Replace -profile docker with -profile podman or -profile singularity depending on the desired backend.
Argument groups
Inputs
Name
Description
Attributes
--input
Input h5mu file
file, required
--modality
string, default: "rna"
--input_layer
Input layer to use. If None, X is used
string
--obs_batch
Column name discriminating between your batches.
string, default: "sample_id"
--var_input
.var column containing highly variable genes. By default, do not subset genes.
string
--obs_labels
Key in adata.obs for label information. Categories will automatically be converted into integer categories and saved to adata.obs[’_scvi_labels’]. If None, assigns the same label to all the data.
string
--obs_size_factor
Key in adata.obs for size factor information. Instead of using library size as a size factor, the provided size factor column will be used as offset in the mean of the likelihood. Assumed to be on linear scale.
string
--obs_categorical_covariate
Keys in adata.obs that correspond to categorical data. These covariates can be added in addition to the batch covariate and are also treated as nuisance factors (i.e., the model tries to minimize their effects on the latent space). Thus, these should not be used for biologically-relevant factors that you do not want to correct for.

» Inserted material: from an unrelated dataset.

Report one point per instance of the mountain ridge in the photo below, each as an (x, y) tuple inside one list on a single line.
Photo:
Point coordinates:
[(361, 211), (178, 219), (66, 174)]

List of string, multiple_sep: ";"
--obs_continuous_covariate
Keys in adata.obs that correspond to continuous data. These covariates can be added in addition to the batch covariate and are also treated as nuisance factors (i.e., the model tries to minimize their effects on the latent space). Thus, these should not be used for biologically-relevant factors that you do not want to correct for.
List of string, multiple_sep: ";"
Outputs
Name
Description
Attributes
--output
Output h5mu file.
file, required
--output_model
Folder where the state of the trained model will be saved to.
file
--output_compression
The compression format to be used on the output h5mu object.
string, example: "gzip"
--obsm_output
In which .obsm slot to store the resulting integrated embedding.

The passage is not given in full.